Bill Lucas of the Talent Foundation (of which I am a member) wrote an excellent piece, 'New Kinds of Smart' looking at emerging thinking on what it is to be smart today. He attests that IQ and other traditional intelligence factors ony account for about a quarter of what it is to be smart in today's rapidly changing world:

Plan B

nick goddard 08 Jun 2011

Presumably without a bundle of certificates, some of Britain's best known entrepreneurs had to work harder than their contemporaries. They did not have a relatively safe and secure career path.

Get an education !

Niall 09 Jun 2011

You always hear about entrepreneurs who were successful despite going to university, and it often comes across as though this means they are more likely to be successful, but you can't use a few indiviudual examples to prove the point.
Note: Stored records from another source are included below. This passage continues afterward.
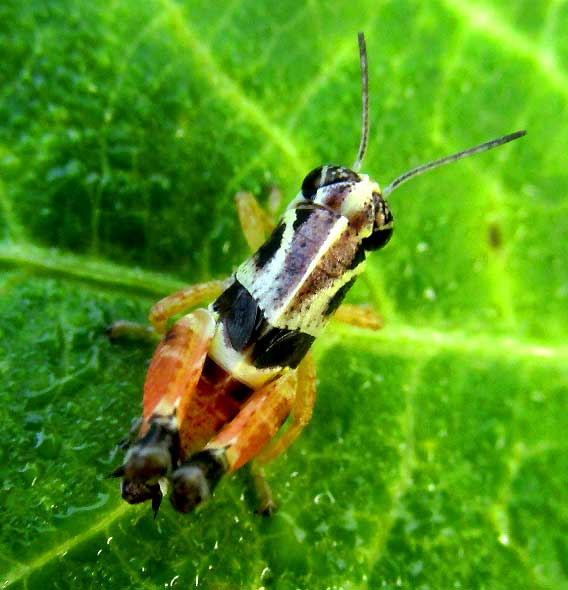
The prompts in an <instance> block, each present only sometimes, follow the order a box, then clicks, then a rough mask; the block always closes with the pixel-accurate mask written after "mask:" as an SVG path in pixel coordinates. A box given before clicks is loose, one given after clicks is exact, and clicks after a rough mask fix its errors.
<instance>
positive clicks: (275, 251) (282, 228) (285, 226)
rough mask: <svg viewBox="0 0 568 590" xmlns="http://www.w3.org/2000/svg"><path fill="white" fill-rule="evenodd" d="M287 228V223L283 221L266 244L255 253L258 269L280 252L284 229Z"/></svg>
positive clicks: (262, 266)
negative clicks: (286, 224)
mask: <svg viewBox="0 0 568 590" xmlns="http://www.w3.org/2000/svg"><path fill="white" fill-rule="evenodd" d="M285 229H286V225H285V224H284V223H281V224H280V225H279V226H278V227H277V228H276V229H275V230H274V231H273V232H272V235H271V236H270V237H269V238H268V240H266V242H264V244H263V245H262V246H261V247H260V248H259V249H258V250H257V252H256V254H255V255H254V262H255V264H256V268H257V269H261V268H263V267H264V266H266V264H267V263H268V262H270V260H272V258H273V257H274V255H275V254H276V252H278V250H279V248H280V245H281V244H282V236H283V235H284V230H285Z"/></svg>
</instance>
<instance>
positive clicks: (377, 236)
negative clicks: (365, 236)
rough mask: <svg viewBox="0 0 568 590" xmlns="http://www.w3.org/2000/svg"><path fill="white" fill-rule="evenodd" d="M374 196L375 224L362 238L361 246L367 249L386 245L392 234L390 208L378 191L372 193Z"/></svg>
mask: <svg viewBox="0 0 568 590" xmlns="http://www.w3.org/2000/svg"><path fill="white" fill-rule="evenodd" d="M373 196H374V197H375V210H376V214H375V225H374V227H373V233H372V234H371V235H370V236H369V237H368V238H365V239H364V240H363V242H362V243H363V248H365V250H367V251H371V250H378V249H379V248H383V247H384V246H386V245H387V243H388V241H389V240H390V239H391V236H392V229H393V221H394V220H393V217H392V213H391V210H390V208H389V206H388V204H387V202H386V201H385V200H383V198H382V197H381V195H380V194H379V193H373Z"/></svg>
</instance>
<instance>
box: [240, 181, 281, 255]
mask: <svg viewBox="0 0 568 590" xmlns="http://www.w3.org/2000/svg"><path fill="white" fill-rule="evenodd" d="M235 201H236V203H237V212H238V215H239V221H240V224H241V228H242V230H243V234H244V235H245V240H246V241H247V244H248V245H249V246H250V248H251V250H252V251H253V252H255V251H256V250H258V249H259V248H260V246H262V244H264V241H265V240H266V237H267V236H268V234H269V233H270V232H271V231H272V229H273V226H274V224H273V223H272V220H271V219H270V215H269V214H268V213H266V211H264V209H263V208H262V207H261V206H260V205H259V203H258V201H257V200H256V199H255V198H254V196H253V195H252V194H251V193H244V192H240V193H237V194H236V195H235Z"/></svg>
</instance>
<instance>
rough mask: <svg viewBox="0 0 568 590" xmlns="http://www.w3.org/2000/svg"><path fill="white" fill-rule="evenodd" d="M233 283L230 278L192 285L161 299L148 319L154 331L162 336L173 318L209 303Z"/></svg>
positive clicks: (154, 307) (220, 293)
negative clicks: (175, 315) (205, 302)
mask: <svg viewBox="0 0 568 590" xmlns="http://www.w3.org/2000/svg"><path fill="white" fill-rule="evenodd" d="M232 282H233V279H232V278H229V279H226V280H224V281H209V282H207V283H198V284H197V285H191V286H190V287H186V288H185V289H181V291H177V292H176V293H172V294H171V295H168V296H167V297H164V298H163V299H160V301H158V303H155V304H154V305H153V306H152V309H151V310H150V315H149V316H148V319H149V320H150V323H151V324H152V326H153V327H154V329H155V330H156V331H157V332H159V333H160V334H163V333H164V332H165V331H166V322H167V321H168V320H169V319H170V318H171V317H173V316H174V315H177V314H178V313H182V312H183V311H186V310H188V309H190V308H192V307H195V306H196V305H197V304H198V303H203V302H207V303H209V302H210V301H211V300H213V299H215V298H216V297H217V296H218V295H220V294H221V293H222V292H223V291H224V290H225V289H226V288H227V287H228V286H229V285H230V284H231V283H232Z"/></svg>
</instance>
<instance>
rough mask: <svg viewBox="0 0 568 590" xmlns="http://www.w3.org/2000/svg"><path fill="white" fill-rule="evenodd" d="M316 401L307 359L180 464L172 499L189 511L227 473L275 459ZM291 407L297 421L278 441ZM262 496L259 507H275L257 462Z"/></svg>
mask: <svg viewBox="0 0 568 590" xmlns="http://www.w3.org/2000/svg"><path fill="white" fill-rule="evenodd" d="M314 401H315V369H314V364H313V361H312V359H311V357H309V356H308V357H306V359H304V361H302V363H301V364H300V366H299V367H298V369H297V371H293V372H292V371H291V372H289V373H288V374H286V375H284V376H283V377H281V378H280V379H278V380H276V381H273V382H271V383H269V384H267V385H265V386H264V387H262V388H261V389H259V390H258V391H256V392H254V393H253V394H252V396H251V397H250V399H249V400H248V401H247V402H246V404H245V405H244V406H243V408H242V409H241V411H240V412H239V414H237V416H236V417H235V418H234V419H233V420H232V421H231V422H230V423H229V424H227V425H226V426H225V427H224V428H223V429H222V430H221V432H219V434H217V435H216V436H215V437H214V438H213V439H212V440H211V441H210V442H209V443H208V444H207V446H206V447H205V448H204V450H203V451H201V452H199V453H197V454H196V455H194V456H192V457H191V458H190V459H189V460H188V461H187V462H186V463H184V464H183V465H182V466H181V467H179V468H178V469H177V470H176V471H175V472H174V473H173V476H172V484H173V489H172V497H171V499H172V503H173V505H174V507H175V508H176V509H177V510H180V511H181V512H189V511H190V510H193V509H194V508H195V507H196V506H197V505H198V504H200V503H201V502H202V501H204V500H206V499H208V498H209V497H210V495H211V493H212V491H213V489H214V487H215V486H216V484H217V483H218V481H219V480H220V479H221V477H222V476H223V475H224V474H225V473H230V472H233V471H236V470H237V469H239V468H240V467H242V466H243V465H245V464H246V463H248V462H249V461H251V459H254V458H255V457H257V459H258V461H259V462H260V464H261V465H264V464H266V463H267V462H268V461H270V460H272V459H274V458H276V457H277V456H278V455H279V454H281V453H282V452H284V451H285V450H286V449H287V448H288V446H289V445H290V444H291V443H292V442H293V441H294V440H295V439H296V438H297V437H298V435H299V434H300V432H301V431H302V429H303V428H304V426H305V425H306V424H307V423H308V422H309V419H310V417H311V415H312V408H313V404H314ZM290 411H292V414H293V419H292V422H291V424H290V426H289V427H288V429H287V430H286V431H285V432H284V434H283V435H282V436H281V437H280V438H279V439H278V440H277V441H276V442H272V443H271V441H272V439H273V438H274V436H275V435H276V434H277V432H278V431H279V429H280V427H281V426H282V424H283V423H284V421H285V420H286V418H287V417H288V415H289V413H290ZM253 477H254V480H255V484H256V487H257V493H258V495H259V511H260V512H263V513H265V514H269V513H271V512H272V511H273V510H274V509H275V504H274V501H273V499H272V494H271V492H270V488H269V487H268V485H267V483H266V481H265V480H264V475H263V473H262V468H261V467H260V465H257V466H256V467H255V466H253Z"/></svg>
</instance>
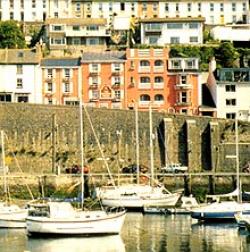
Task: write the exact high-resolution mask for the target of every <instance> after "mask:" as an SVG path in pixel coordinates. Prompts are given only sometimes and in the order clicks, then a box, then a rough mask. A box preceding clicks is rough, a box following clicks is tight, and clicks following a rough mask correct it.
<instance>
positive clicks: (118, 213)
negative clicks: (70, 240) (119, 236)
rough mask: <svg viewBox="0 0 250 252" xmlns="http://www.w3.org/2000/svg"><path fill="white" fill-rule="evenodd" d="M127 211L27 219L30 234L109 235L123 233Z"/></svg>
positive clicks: (35, 216)
mask: <svg viewBox="0 0 250 252" xmlns="http://www.w3.org/2000/svg"><path fill="white" fill-rule="evenodd" d="M125 215H126V214H125V211H122V212H118V213H106V212H104V211H89V212H76V215H75V216H72V217H65V218H64V217H39V216H28V217H27V220H26V221H27V231H28V233H29V234H54V235H70V234H71V235H97V234H99V235H108V234H119V233H120V232H121V229H122V226H123V223H124V220H125Z"/></svg>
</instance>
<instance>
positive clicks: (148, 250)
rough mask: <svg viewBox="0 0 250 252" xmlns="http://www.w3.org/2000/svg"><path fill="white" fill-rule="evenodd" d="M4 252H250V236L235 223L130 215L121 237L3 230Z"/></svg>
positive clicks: (2, 230)
mask: <svg viewBox="0 0 250 252" xmlns="http://www.w3.org/2000/svg"><path fill="white" fill-rule="evenodd" d="M0 251H1V252H2V251H3V252H23V251H30V252H59V251H60V252H75V251H77V252H78V251H79V252H81V251H84V252H85V251H86V252H95V251H98V252H103V251H104V252H123V251H129V252H133V251H143V252H144V251H145V252H148V251H152V252H156V251H157V252H158V251H162V252H164V251H168V252H172V251H173V252H189V251H194V252H199V251H201V252H217V251H218V252H249V251H250V234H248V233H247V232H246V231H240V230H238V228H237V225H236V224H235V223H218V224H198V223H197V221H196V220H193V219H192V218H191V217H190V216H187V215H169V216H164V215H146V214H145V215H143V214H140V213H128V215H127V217H126V220H125V225H124V227H123V230H122V233H121V235H115V236H107V237H105V236H103V237H97V238H96V237H67V238H31V237H28V236H27V235H26V231H25V230H24V229H19V230H18V229H0Z"/></svg>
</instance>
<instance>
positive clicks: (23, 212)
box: [0, 130, 28, 228]
mask: <svg viewBox="0 0 250 252" xmlns="http://www.w3.org/2000/svg"><path fill="white" fill-rule="evenodd" d="M1 153H2V162H1V168H2V169H1V170H2V172H3V181H4V183H3V184H4V190H3V191H4V197H5V199H6V200H5V201H1V202H0V227H1V228H25V227H26V222H25V219H26V217H27V213H28V210H27V209H23V208H20V207H19V206H17V205H15V204H10V202H9V201H8V200H7V198H8V197H7V195H8V192H7V191H8V188H7V187H8V186H7V178H6V177H7V172H8V171H7V170H8V169H7V166H6V164H5V146H4V132H3V130H1Z"/></svg>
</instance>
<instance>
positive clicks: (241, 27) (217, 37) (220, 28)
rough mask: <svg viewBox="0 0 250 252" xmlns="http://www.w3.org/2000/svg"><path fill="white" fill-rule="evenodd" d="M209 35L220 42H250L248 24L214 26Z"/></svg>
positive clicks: (249, 29) (234, 24) (249, 37)
mask: <svg viewBox="0 0 250 252" xmlns="http://www.w3.org/2000/svg"><path fill="white" fill-rule="evenodd" d="M210 33H211V36H212V37H213V38H214V39H217V40H220V41H232V42H233V41H250V24H234V25H225V26H216V27H214V28H212V29H211V31H210Z"/></svg>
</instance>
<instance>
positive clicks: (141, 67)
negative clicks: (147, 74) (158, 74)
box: [139, 66, 150, 73]
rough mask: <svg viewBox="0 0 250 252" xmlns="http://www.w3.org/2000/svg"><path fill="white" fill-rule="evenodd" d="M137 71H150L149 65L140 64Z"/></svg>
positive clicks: (149, 66) (142, 71) (141, 71)
mask: <svg viewBox="0 0 250 252" xmlns="http://www.w3.org/2000/svg"><path fill="white" fill-rule="evenodd" d="M139 73H150V66H144V67H142V66H140V67H139Z"/></svg>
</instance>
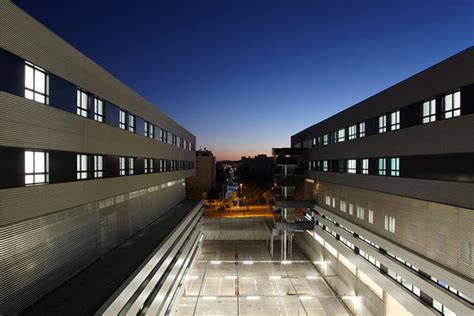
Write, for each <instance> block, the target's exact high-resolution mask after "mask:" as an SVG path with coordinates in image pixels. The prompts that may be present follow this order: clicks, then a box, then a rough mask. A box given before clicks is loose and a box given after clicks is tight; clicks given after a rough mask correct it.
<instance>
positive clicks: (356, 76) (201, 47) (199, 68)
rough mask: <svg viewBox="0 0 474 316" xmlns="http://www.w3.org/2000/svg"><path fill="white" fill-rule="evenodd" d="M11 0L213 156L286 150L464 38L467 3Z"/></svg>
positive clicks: (468, 14)
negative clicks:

For every Branson and Sugar I've no doubt there's someone who's completed school, uni, corporate job and an MBA.

Wrong, wrong, wrong

John King 14 Jun 2011

An interesting survey which completely fails to represent the truth: whilst over 6.5% of graduates are engaged in entrepreneurial activity, less than 5% of non-graduates are. So not going to University hampers your chances of starting a business, just as it reduces your likely lifetime earnings. That is not to say that the education system does enough to stimulate entrepreneurial learning - clearly it does not, despite recent moves to improve the types of teaching on offer. However, reforming the entire education system takes time.